Por René Roca
Una vez, un amigo brujo me confesó que lo que diferencia a un buen vino de otro no son más que nuestros sueños posteriores. Entre risas me mostró sus dientes roídos de colores indescifrables y me refirió una historia inverosímil.
Cuando Baco, dios del vino, conquistó la India, obligó a todos sus habitantes a celebrar, una vez al año, en su honor. Amóstones, un rey menor, rechazó con burlas e ironías las demandas del conquistador. Entonces Baco, inventor de los lagares, se presentó ante el rey y, mostrándose conciliador, convidó a Amóstones el mejor de sus vinos. Cuando las tinajas estuvieron secas, y el rey comenzaba a desplomarse en su sillón de madera y piel, Baco dijo:
- Ningún rey puede ser justo con su pueblo, si no lo es con su Dios. Crean en mí y yo estaré en sus sueños.
Mi brujo amigo se abrió en una carcajada. Me mostró una botella de un selecto Bonarda y lo dedicamos entero al dios Baco.

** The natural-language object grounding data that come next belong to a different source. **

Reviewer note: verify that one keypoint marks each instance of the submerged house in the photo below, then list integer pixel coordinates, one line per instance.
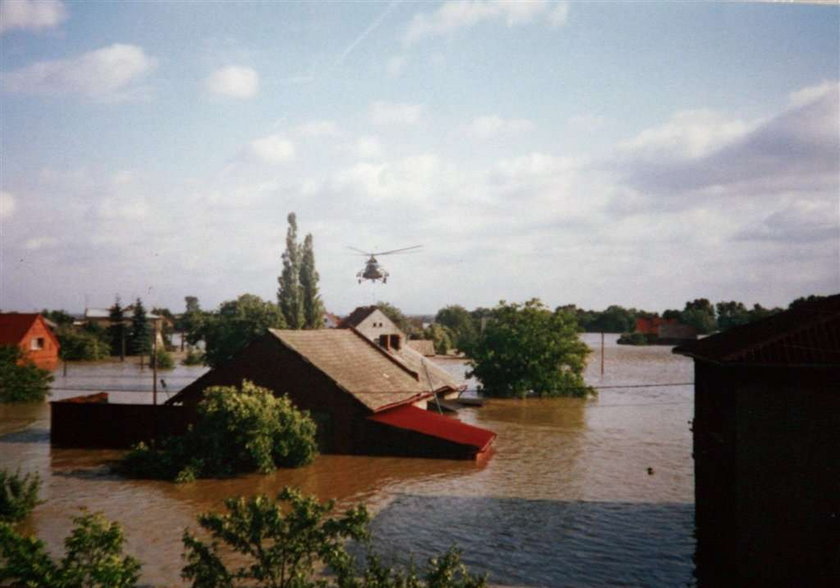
(767, 450)
(32, 334)
(364, 399)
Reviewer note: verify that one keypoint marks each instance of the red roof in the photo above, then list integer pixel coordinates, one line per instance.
(428, 423)
(13, 326)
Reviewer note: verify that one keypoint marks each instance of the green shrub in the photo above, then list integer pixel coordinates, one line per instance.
(163, 359)
(93, 557)
(20, 379)
(237, 431)
(18, 495)
(284, 545)
(193, 357)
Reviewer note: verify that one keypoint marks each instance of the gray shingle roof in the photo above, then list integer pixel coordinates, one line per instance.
(356, 365)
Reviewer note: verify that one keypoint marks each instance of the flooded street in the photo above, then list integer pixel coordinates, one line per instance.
(567, 499)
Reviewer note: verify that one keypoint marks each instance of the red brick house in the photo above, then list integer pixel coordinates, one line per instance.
(30, 332)
(364, 399)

De lo mejor de la diosa cosecha que bebí esa noche nació este insuperable y bacanal sueño. La barcaza se deslizaba vertiginosa por un torrente borravino. Me encontraba sentado, inmóvil, observando las vides que se alzaban en las márgenes del río. Las uvas destilaban un líquido rojizo que alimentaban el caudal de vino por el que yo navegaba. A medida que avanzaba podía discernir entre las distintas cepas, como si yo las hubiera plantado con mis propias manos. Después de un largo trayecto entre montañas y valles, llegué a un gran estuario en donde se habría frente a mí un inmenso mar de color bíblico. Su lecho estaba plagado de pequeños agujeros por donde drenaba el vino. Pude espiar por debajo y descubrir para mi sorpresa que cada pequeño hoyo correspondía a una botella. Miles y millones de personas esperaban su turno para obtener una.
Y entre las caras que pude ver, reconocí a la de mi amigo el brujo, desnudo su cuerpo y coronada su cabeza con hojas de parra.